J'ai rencontré cet homme en mai 2005, à peine sorti des geôles turques, lors de la Conférence internationale de Diyarbakir sur la Paix et la justice au Moyen Orient organisée par la Ville et la Plateforme démocratique et je ne peux pas oublier son regard pétillant d'intelligence et de bonté, sa force de conviction et son verbe pénétrant au plus profond de soi.
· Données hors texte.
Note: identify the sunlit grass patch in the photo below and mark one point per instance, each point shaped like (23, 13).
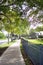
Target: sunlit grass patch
(6, 44)
(36, 41)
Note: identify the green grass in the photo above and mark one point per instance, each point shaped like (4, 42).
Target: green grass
(36, 41)
(26, 58)
(6, 44)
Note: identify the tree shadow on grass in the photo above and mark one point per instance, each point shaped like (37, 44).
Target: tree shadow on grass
(2, 50)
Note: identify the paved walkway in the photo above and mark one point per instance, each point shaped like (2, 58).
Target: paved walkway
(12, 56)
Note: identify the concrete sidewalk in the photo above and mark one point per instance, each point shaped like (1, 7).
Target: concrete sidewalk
(12, 56)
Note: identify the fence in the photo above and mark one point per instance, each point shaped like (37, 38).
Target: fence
(34, 51)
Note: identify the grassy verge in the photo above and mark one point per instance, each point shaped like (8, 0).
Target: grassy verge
(4, 46)
(26, 59)
(36, 41)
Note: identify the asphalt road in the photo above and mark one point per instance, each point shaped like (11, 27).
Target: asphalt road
(4, 41)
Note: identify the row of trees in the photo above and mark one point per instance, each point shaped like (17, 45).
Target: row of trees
(11, 15)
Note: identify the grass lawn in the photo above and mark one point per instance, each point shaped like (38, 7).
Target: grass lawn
(36, 41)
(26, 58)
(4, 46)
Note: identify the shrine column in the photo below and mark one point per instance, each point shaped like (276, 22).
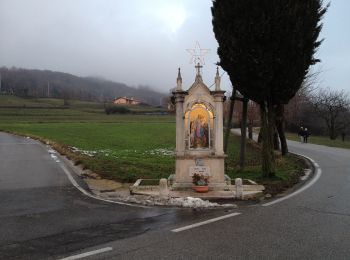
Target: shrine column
(179, 95)
(218, 99)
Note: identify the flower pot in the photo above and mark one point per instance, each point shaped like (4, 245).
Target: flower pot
(201, 189)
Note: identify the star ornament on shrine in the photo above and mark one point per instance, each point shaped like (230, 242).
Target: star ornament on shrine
(197, 54)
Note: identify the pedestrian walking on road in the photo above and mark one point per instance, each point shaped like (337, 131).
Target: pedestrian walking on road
(301, 134)
(306, 135)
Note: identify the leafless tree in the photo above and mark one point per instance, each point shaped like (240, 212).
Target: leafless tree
(332, 106)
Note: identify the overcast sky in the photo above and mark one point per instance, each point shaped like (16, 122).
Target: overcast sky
(138, 42)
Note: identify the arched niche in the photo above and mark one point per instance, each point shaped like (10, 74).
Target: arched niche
(199, 126)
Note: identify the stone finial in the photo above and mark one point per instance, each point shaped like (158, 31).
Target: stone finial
(239, 188)
(163, 189)
(217, 80)
(179, 81)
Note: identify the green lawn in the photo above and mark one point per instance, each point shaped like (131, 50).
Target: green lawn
(123, 147)
(322, 140)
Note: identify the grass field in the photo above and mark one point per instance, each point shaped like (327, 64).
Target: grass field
(322, 140)
(122, 147)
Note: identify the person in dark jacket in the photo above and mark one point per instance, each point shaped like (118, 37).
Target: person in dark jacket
(306, 135)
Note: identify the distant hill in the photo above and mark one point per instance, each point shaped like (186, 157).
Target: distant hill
(46, 83)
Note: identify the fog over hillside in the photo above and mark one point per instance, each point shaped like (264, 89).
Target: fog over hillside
(45, 83)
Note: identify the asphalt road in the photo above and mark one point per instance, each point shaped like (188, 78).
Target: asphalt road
(43, 216)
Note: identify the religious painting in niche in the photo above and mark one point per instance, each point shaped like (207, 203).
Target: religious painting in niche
(199, 127)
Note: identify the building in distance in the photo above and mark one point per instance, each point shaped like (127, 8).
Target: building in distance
(126, 101)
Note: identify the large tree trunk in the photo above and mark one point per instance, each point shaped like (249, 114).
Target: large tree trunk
(229, 121)
(280, 125)
(267, 129)
(243, 133)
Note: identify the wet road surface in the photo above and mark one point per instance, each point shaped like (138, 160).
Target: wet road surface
(43, 216)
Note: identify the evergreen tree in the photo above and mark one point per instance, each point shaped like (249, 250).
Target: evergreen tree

Je n'ai pas oublié son cri : "je ne peux pas oublier cet enfant écrasé par un tank, à Sirnak (Kurdistan de Turquie) ; je ne peux pas oublier ce soldat turc blessé, décoré pour son courage, criant " mes yeux" à la face de l'officier qui venait le féliciter ; je ne peux pas oublier les combattants tués, la presse qui ment, le gouvernement qui ment, les prisonniers humiliés, victimes de traitements dégradants. La guerre ne fait pas de différence entre les religions, les sexes, les nationalités... Les souffrances sont les mêmes, la douleur est identique".
Marqué par les années de détention, Orhan Dogan, crâne dénudé, barbichette en bataille, se fait le chantre de la paix. "Je parle comme un 3ème œil" dit encore cet avocat qui n'hésite pas à manier l'autocritique pour mieux plaider une solution pacifique, globale et unitaire, que chacun souhaite, pour la question kurde : "les Kurdes veulent la paix, mais sont-ils pacifiques ? Nous ne pouvons réclamer la paix et continuer à nous disputer. Les Kurdes veulent l'unité, mais sont-ils unis ? Nous ne pouvons pas continuer à cultiver nos divisions entre les différentes parties du Kurdistan (Turquie, Iran, Irak). Les Kurdes veulent la liberté et la démocratie mais savent-ils être démocrates ? Il n'y a pas des Kurdes noirs, des Kurdes blancs, des Kurdes light, des Kurdes extra light, il y a des Kurdes".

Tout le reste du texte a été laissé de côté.